Reference no: EM133268238
Assignment - HPI: Sherry, a 42 year old female receptionist presents to the clinic with a 2-day history of sudden onset fever, headache, sore throat, malaise, nasal congestion, body aches, and dizziness. She reports a hacking non-productive cough. She denies recent travel. She denies sick contacts. She has no history of lung disease.
PMH: Hypertension
PSH: Total Knee Replacement (R), Total Hysterectomy
MEDS: Lisinopril 10mg PO QD; MVI; Tylenol 650mg PO BID;
SOCIAL Hx: Married, lives with spouse. She does not smoke or use tobacco products. She does drink wine with dinner nightly.
ROS:
General: Denies unplanned weight loss.
HEENT: See HPI.
RESP: See HPI. Denies shortness of breath or pain with inspiration.
CV: Denies chest pain, palpitations, or peripheral edema.
GI: Denies heartburn, nausea, vomiting, diarrhea, or abdominal pain.
PHYSICAL EXAM:
Temp 101.3 F Pulse 117 bpm BP 132/80 mm Hg Resp 22 Oxygen Saturation 95% room air
HEENT Exam: Face is flushed. No oropharyngeal erythema or uvular deviation. Nares are patent and moist without erythema. No maxillary or frontal sinus tenderness. No anterior or posterior cervical lymphadenopathy.

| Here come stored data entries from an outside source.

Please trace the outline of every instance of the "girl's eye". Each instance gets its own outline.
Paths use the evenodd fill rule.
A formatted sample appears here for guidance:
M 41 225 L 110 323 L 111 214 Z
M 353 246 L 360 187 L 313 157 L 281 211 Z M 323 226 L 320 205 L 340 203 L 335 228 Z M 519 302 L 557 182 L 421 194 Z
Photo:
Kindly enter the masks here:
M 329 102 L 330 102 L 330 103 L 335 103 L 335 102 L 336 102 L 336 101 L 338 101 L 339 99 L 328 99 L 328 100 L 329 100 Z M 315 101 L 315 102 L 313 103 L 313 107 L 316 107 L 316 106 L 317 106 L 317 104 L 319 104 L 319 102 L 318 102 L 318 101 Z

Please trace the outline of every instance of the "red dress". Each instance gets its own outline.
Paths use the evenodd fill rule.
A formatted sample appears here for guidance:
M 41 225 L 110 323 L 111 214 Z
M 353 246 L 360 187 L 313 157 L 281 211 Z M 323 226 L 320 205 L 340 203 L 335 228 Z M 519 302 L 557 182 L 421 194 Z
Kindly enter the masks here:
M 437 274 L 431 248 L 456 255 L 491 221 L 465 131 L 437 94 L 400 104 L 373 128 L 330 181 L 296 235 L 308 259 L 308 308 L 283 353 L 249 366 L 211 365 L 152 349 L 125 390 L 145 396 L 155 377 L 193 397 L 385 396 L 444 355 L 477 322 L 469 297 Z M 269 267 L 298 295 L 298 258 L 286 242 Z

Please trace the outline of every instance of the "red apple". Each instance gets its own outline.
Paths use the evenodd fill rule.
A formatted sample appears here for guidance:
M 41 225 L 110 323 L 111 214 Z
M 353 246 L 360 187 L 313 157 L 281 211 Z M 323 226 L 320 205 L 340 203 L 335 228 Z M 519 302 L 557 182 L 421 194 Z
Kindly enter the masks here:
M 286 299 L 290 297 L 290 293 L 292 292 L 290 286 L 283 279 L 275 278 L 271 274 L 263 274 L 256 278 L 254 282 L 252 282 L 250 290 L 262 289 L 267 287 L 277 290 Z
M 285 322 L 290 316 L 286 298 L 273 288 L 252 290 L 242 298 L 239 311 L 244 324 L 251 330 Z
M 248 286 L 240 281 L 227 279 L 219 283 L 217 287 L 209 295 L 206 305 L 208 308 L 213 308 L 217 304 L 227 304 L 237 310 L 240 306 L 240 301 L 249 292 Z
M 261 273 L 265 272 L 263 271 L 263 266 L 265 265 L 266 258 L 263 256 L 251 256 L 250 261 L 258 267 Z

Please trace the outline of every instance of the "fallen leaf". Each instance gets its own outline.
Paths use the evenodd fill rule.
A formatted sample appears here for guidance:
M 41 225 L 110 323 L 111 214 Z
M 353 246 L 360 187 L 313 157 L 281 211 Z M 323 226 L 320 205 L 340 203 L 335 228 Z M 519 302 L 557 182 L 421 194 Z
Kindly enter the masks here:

RESP: Vesicular breath sounds with scattered mild coarseness and occasional faint wheezing. Cough is hacking and non-productive.
CV: RRR, S1, S2, No gallop, rub, or murmur.
What are some of your differential diagnoses in this case?
What other information would you seek from this patient?
What tests or diagnostic tools would you consider in this case, if any?
What is your final diagnosis?
What treatment and follow-up plan would you recommend in this case?
What patient education would you provide this patient?